Digital Access for only $0.99
For the most comprehensive local coverage, subscribe today.
That’s probably a sigh of relief for the fiercely loyal Belk customers who have shopped at the local chain for decades. Analysts say a new owner would be smart to preserve the brand, built around “Modern. Southern. Style.”
“There is a huge allegiance to a local retailer, and the consumer base down there certainly knows exactly that this is a store designed for them and merchandised for them,” said Marshal Cohen, chief industry analyst at the NPD Group.
Openings and closings
There will continue to be store openings, store closings and store expansions just as there have been in years past, Belk executives said this week. “Net square footage will remain the same,” Tim Belk told the Observer.
This summer, for example, Belk closed a store in Fayetteville but also said it plans to more than double the size of a store in Mobile, Ala., to create a new flagship location. Belk will also close its store in Culpeper, Va., in January.
“Anytime there is an acquisition of this size, every store gets assessed. The first thing to do is to determine what works and what doesn’t work, and get rid of the ones that don’t work right away,” Cohen said.
Currently, Belk operates 296 stores in 16 southeastern states.
Belk and Sycamore said they’re planning on growing the chain, and that doesn’t imply any kind of mass store closure, noted Liz Dunn, chief executive officer of consulting firm Talmage Advisors.
“It seems like it’s more the plan to optimize performance, make some of these necessary investments and look in contiguous markets for growth, as well as to e-commerce for growth,” Dunn added.

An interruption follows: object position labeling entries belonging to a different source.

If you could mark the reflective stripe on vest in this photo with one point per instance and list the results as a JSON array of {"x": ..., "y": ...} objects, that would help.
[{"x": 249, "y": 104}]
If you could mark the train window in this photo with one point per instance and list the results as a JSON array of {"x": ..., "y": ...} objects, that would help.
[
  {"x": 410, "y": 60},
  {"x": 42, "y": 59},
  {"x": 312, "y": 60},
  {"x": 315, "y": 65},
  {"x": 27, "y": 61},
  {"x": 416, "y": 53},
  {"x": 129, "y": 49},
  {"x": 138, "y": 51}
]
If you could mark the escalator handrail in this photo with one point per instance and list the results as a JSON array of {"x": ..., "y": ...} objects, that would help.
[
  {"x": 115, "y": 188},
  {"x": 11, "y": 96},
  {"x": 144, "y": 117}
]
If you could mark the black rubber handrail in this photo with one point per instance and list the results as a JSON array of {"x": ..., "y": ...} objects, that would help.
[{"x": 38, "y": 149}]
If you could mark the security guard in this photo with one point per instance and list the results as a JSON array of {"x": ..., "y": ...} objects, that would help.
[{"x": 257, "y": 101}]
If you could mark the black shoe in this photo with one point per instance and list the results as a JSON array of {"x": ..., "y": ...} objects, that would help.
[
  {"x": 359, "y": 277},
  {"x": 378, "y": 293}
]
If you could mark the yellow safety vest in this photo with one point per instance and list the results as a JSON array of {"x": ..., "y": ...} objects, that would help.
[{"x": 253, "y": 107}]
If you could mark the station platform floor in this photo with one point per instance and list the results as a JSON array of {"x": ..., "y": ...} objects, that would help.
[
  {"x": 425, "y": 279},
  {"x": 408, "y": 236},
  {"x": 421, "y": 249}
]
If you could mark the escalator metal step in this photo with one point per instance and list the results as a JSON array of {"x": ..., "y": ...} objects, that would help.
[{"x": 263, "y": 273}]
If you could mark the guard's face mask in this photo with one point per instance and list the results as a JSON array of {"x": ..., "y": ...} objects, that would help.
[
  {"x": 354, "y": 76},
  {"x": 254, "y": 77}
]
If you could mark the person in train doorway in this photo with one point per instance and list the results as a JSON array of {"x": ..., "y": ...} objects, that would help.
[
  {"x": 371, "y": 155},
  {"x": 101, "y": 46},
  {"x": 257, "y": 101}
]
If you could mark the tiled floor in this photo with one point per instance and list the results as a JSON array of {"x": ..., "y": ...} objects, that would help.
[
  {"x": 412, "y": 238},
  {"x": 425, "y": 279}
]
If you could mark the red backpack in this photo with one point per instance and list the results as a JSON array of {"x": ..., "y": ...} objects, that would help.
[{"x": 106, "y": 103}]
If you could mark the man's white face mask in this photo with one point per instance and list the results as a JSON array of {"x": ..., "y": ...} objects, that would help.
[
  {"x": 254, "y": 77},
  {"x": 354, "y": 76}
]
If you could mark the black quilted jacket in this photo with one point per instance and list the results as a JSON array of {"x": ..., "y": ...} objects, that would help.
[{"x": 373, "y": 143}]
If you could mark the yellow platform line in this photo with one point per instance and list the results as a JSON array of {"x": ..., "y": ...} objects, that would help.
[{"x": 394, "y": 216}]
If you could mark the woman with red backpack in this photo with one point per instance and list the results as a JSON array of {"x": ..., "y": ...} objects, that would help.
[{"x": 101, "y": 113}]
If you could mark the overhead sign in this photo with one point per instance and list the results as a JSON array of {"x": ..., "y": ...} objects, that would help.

Sycamore Partners declined to comment for this story.
Boosting portfolio brands
Sycamore’s portfolio includes investments in specialty retailers such as Nine West, Coldwater Creek, Aéropostale, Hot Topic, Stuart Weitzman and Jones New York. Belk is its largest deal yet, and its first department store purchase.
A big reason Sycamore may have wanted a chain like Belk is to have a place from which to sell some of those other brands, a few of which are struggling, said Mark Cohen, director of retail studies and adjunct professor at the Columbia School of Business.
This could mean giving certain brands like Sycamore-owned Kasper (women’s suits) more inventory, floor space and marketing. “It’s like a manufacturer who happens to own a retail business and places his goods in that business,” Cohen said.
What’s more, Sycamore Partners already owns a sourcing company called MGF Sourcing that it could leverage, analysts say, to trim costs.
Belk’s current sourcing company, Chinese supplier Li & Fung, handles the retailer’s international sourcing, which constitutes about 30 to 40 percent of all of the company’s private brands, said Jessica Graham, the store’s spokeswoman.
“When you become part of a syndicated process, now all of a sudden, there’s some buying power there,” NBD’s Cohen said. “A family-run business doesn’t have that luxury.”
Tim Belk also said this week that Sycamore has expressed interest in growing Belk’s private labels like Crown & Ivy, possibly even giving it a website and its own standalone stores.
“Private label programs are usually strong margin builders because you’re cutting out a middle man. They also deliver better value to consumers because they’re typically lower priced than national brands,” Dunn said.
With the rise of e-commerce, it’s gotten more popular recently for brick-and-mortar chains to sell their real estate portfolio, or part of it, to a real estate investment trust, then lease the property back, Columbia’s Cohen said, to generate cash for the owners.
Belk owns approximately half of its store locations, according to Graham. Cohen said Sycamore could find it attractive to sell part of that real estate and have Belk lease it back.
“The good news is the shareholder – in this case Sycamore Partners – sees a lot of money in those assets. The bad news Belk (would have) to start paying rent,” Cohen said. Neither Belk nor Sycamore would comment on whether such a scenario has been discussed.
Investors in Macy’s have pressured that department store chain to sell some of its real estate. Macy’s owned or had ground leases on more than two-thirds of its 823 stores as of Jan. 31, the Wall Street Journal recently reported, and its three flagships in New York, Chicago and San Francisco are valued at nearly $7 billion.